Some facts are so shocking that you don’t want to believe them. And if you do believe them, there’s a tendency to forget, downgrade their importance, and often have to be reminded of them again. Here’s one fact that falls into this category: The American education system, or at least the field of education itself, was taken over by literal communists. Those entrusted to teach children and young adults have as their greatest intellectual inspirations lunatics who would clearly have massacred their fellow Americans if they had the chance.

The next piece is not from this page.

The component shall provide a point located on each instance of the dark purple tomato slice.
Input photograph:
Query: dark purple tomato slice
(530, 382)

We know this because during the Cold War, some of the leading lights of modern academia were openly in favor of distant regimes that were engaging in mass killings in the name of equality. Some of them, like members of the Weather Underground and Angela Davis, personally participated in violent acts themselves. Instead of locking these people up and throwing away the key, we made them into tenured professors, and some of the most highly cited scholars in the world. They now are major intellectual figures in education schools, which train future teachers and administrators and ultimately control what kids learn, along with the DEI bureaucracies that exert so much control from within our most powerful institutions.

America's Cultural Revolution

What does one do with these facts? Chris Rufo’s work over the last several years has been about taking them seriously. Tomorrow, he is publishing his first book, America’s Cultural Revolution: How the Radical Left Conquered Everything, which explains the history behind and intellectual foundations of modern wokeness. It serves as a wakeup call as to how bad things are. Many of the facts presented may be familiar to the reader, but taken together, they tell a story that serves as a searing indictment of the American establishment.

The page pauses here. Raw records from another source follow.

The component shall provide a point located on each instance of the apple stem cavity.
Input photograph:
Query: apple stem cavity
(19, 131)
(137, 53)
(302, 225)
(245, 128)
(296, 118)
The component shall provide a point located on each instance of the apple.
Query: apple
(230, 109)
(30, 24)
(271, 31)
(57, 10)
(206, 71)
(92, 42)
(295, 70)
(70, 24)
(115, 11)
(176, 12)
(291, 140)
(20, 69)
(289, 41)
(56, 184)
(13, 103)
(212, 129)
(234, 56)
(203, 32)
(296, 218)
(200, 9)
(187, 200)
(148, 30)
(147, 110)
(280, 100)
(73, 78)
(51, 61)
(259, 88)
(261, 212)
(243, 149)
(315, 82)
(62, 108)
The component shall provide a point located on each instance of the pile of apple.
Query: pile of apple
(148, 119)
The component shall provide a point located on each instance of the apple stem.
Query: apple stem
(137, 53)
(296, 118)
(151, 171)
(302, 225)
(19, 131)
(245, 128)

Rufo’s book is built around intellectual biographies of four activist-scholars: Herbert Marcuse, Angela Davis, Paulo Freire, and Derrick Bell. He traces their influence through political organizing and propaganda efforts. Marcuse was the intellectual godfather of the New Left. Davis’ Black Panther movement can be considered the precursor to BLM. Freire’s Pedagogy of the Oppressed “became the bible of teachers colleges throughout the United States and created a cottage industry in academic publishing,” with the author’s research having garnered about half a million citations. Finally, Derrick Bell was the force behind Critical Race Theory, a movement that seems to have been resisted and laughed at by most of the academic legal establishment before it wore its opponents down and gained a foothold in top law schools.

I can’t help but feeling a certain parallelism between Rufo’s work and my own. We both started becoming well known for writing about wokeness in the last few years. We both make extensive use of Twitter and longform writing to communicate to the world, and we both have books coming out two months apart with the same publisher trying to explain the origins of the radical ideas and concepts that have taken over American institutions. He’s exactly one year and two days older than me, so we’ve lived through the same formative political and cultural experiences, watching “white” become an epithet and homosexuals go from being a leper class when we were in high school to individuals having a preference that seems almost quaint in the era of public celebration of trans and the alphabet people.